Back to cover

Machine Learning in Evaluative Synthesis

Chapter 1 | Machine Learning Applications in Evaluation

What Is Machine Learning?

Machine learning is based on pattern recognition and the theory that computers can autonomously learn to perform certain well-defined tasks (Samuel 1959). The procedure employed usually relies on algorithms, a set of unambiguous mathematical rules used to perform classification and data processing and draw basic inferences. At its core, machine learning is a Bayesian endeavor in which prior beliefs are updated based on new data introduced into analysis. Though the philosophy underlying this approach dates back to the eighteenth century, recent improvements in the efficiency and accessibility of computational methods have allowed scholars and practitioners to apply the tools of machine learning methods to a wide array of complex problems.

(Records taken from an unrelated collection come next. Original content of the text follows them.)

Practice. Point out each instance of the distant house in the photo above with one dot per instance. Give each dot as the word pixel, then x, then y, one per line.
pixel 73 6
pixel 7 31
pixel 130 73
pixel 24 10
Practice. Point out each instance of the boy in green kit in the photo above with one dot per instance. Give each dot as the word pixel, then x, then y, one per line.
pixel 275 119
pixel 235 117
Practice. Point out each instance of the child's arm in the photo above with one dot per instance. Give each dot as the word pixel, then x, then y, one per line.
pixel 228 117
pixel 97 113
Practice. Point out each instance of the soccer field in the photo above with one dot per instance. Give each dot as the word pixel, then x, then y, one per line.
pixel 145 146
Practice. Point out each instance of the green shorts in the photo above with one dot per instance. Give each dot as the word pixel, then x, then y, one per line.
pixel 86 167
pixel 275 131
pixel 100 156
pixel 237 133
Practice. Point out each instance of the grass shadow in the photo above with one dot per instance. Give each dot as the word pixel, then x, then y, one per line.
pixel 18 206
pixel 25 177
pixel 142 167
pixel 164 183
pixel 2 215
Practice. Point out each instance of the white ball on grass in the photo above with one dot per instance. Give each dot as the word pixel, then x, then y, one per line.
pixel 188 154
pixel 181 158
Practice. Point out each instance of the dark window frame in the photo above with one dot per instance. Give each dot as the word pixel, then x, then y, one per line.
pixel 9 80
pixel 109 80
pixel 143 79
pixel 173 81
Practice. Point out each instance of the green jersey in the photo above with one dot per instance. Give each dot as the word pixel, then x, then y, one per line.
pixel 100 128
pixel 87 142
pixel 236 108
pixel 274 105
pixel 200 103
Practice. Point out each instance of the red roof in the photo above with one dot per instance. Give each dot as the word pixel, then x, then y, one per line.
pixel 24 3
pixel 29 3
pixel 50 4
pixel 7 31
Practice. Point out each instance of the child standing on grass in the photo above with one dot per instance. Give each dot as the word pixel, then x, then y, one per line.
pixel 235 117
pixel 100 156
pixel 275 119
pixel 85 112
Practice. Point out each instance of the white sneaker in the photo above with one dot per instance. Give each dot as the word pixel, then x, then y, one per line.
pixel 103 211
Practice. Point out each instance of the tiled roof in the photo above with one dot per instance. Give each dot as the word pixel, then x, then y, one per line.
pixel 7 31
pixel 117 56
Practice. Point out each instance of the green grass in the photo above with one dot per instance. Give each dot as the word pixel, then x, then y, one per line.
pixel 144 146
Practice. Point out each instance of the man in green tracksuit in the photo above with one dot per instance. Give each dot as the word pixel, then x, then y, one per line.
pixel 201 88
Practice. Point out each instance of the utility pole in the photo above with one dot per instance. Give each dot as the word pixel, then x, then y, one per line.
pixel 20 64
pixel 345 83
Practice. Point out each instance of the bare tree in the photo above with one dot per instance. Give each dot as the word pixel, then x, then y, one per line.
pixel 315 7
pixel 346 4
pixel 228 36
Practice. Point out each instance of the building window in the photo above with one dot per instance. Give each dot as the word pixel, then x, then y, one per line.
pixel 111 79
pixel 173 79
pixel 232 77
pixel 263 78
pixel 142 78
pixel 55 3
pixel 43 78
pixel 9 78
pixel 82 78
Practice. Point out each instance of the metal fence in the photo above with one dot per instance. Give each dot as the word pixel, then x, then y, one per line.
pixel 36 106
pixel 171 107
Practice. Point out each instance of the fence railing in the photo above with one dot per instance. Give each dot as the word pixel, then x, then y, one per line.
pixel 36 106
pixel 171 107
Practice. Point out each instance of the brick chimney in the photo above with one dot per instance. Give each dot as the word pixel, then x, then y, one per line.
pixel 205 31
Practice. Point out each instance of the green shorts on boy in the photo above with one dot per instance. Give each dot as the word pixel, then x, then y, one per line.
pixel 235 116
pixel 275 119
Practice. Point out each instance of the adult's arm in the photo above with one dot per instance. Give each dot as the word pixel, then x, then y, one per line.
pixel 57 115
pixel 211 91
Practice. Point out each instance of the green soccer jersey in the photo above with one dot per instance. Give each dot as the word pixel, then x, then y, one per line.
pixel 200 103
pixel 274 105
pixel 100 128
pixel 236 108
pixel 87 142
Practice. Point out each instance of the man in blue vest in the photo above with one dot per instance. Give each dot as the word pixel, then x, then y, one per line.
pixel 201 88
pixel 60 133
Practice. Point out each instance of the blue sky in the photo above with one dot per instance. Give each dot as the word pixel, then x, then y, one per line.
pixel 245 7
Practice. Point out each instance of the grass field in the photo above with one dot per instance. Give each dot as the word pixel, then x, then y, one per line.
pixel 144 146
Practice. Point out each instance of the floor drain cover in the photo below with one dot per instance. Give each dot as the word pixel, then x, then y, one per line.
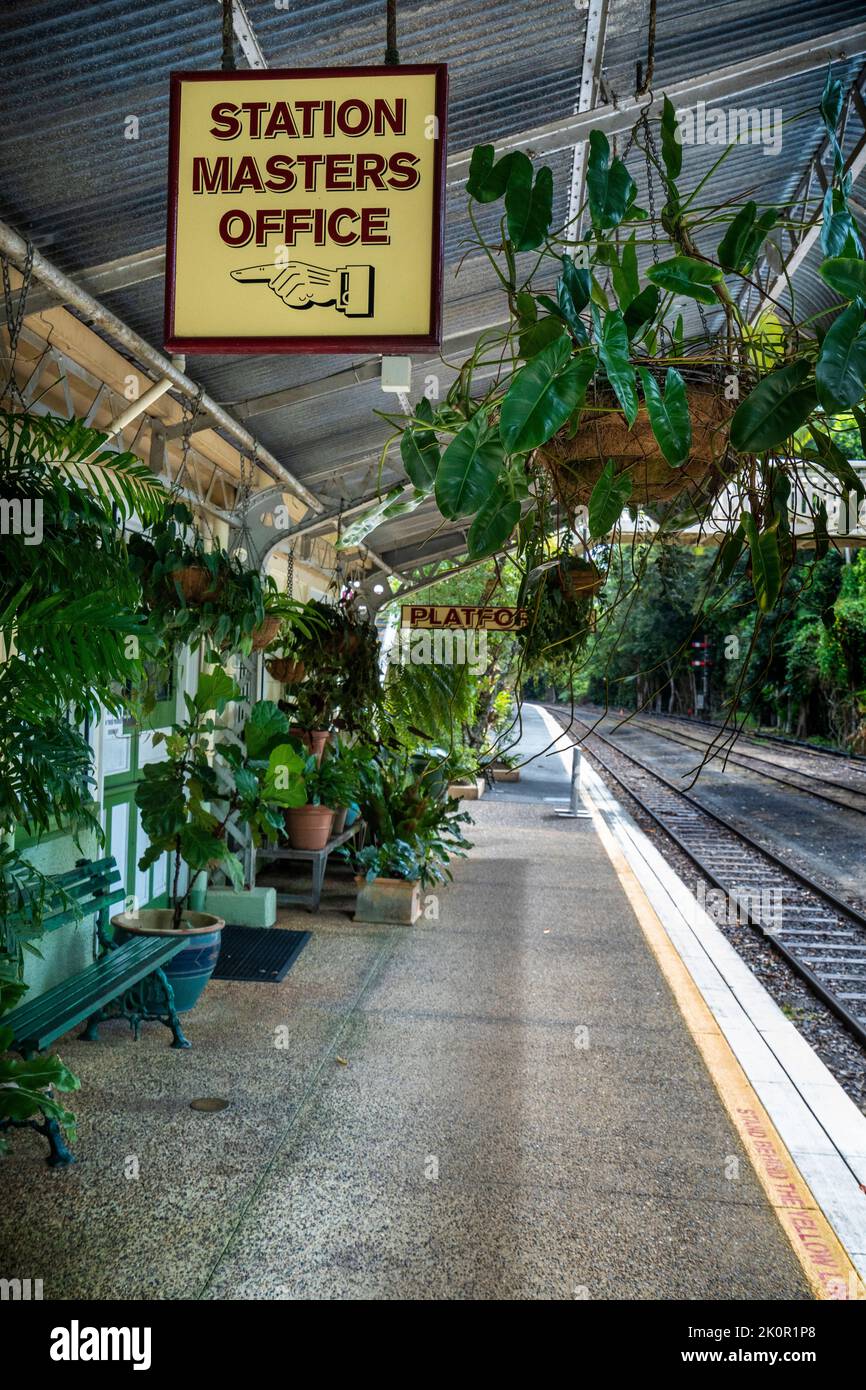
pixel 259 954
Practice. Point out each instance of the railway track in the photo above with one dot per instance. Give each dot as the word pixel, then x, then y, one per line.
pixel 813 784
pixel 820 937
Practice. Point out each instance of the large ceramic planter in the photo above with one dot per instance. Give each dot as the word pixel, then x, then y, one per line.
pixel 576 460
pixel 309 827
pixel 395 901
pixel 189 970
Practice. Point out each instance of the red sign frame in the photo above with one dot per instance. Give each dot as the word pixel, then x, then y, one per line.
pixel 332 345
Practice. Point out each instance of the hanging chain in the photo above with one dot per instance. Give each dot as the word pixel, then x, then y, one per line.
pixel 14 316
pixel 228 36
pixel 392 57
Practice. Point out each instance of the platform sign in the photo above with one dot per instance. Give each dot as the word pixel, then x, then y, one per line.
pixel 496 619
pixel 306 210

Training on a subset of the data, a machine learning algorithm extracts generalizable lessons from new data, becoming more precise as more information is inputted. Human classification often faces an upper limit on both efficiency and scalability. There are also limits on how perceptive human coders can be in regard to patterns hidden in very large data sets; given the complexity of the underlying phenomena under observation, more nuanced insights based on fewer observations might be lost in the sea of available data. The same shortcomings that limit the performance of manual methods can, however, serve as a source of strength in automated content analysis. Automated classification tends to become more accurate as the quantity of information increases and does not neglect more nuanced patterns, provided that the training data used are sufficiently well ordered.

Machine learning applications can involve both supervised and unsupervised methods, as well as a mixture of the two. Supervised-learning algorithms rely on human-coded training sets to train a classification tool to generate predictions from a broader sample of data. Such algorithms are given a set of latent parameters to search for a priori, classifying raw data into categories according to those parameters. Among other uses, they can be trained to categorize text, detect spam, diagnose health issues, and discover fraudulent spending activity. The accuracy of supervised methods relates to how well the parameters for information classification are vetted and the quality of the manual classification of information that is used as a training set for the algorithms employed. In short, supervised classification methods require essential inputs from human sources to function properly. However, they tend to make up for the initial time investment needed to provide these inputs once they have been properly calibrated, parsing and categorizing textual data that are relevant to a particular topic of interest faster and more accurately than manual approaches.

Unsupervised approaches, conversely, do not rely on human input. Instead, they independently search input data for potential correlates and clusters based on different underlying features. Both approaches offer unique advantages specific to different applications. Unsupervised methods can best be thought of as tools that support a Popperian “logic of discovery,” serving as an exploratory probe for detecting clusters and patterns in texts (Aggarwal and Zhai 2012).1 However, though unsupervised classification tools can successfully detect patterns in complex and multidimensional data corpora, they can also be susceptible to misclassification errors and overfitting.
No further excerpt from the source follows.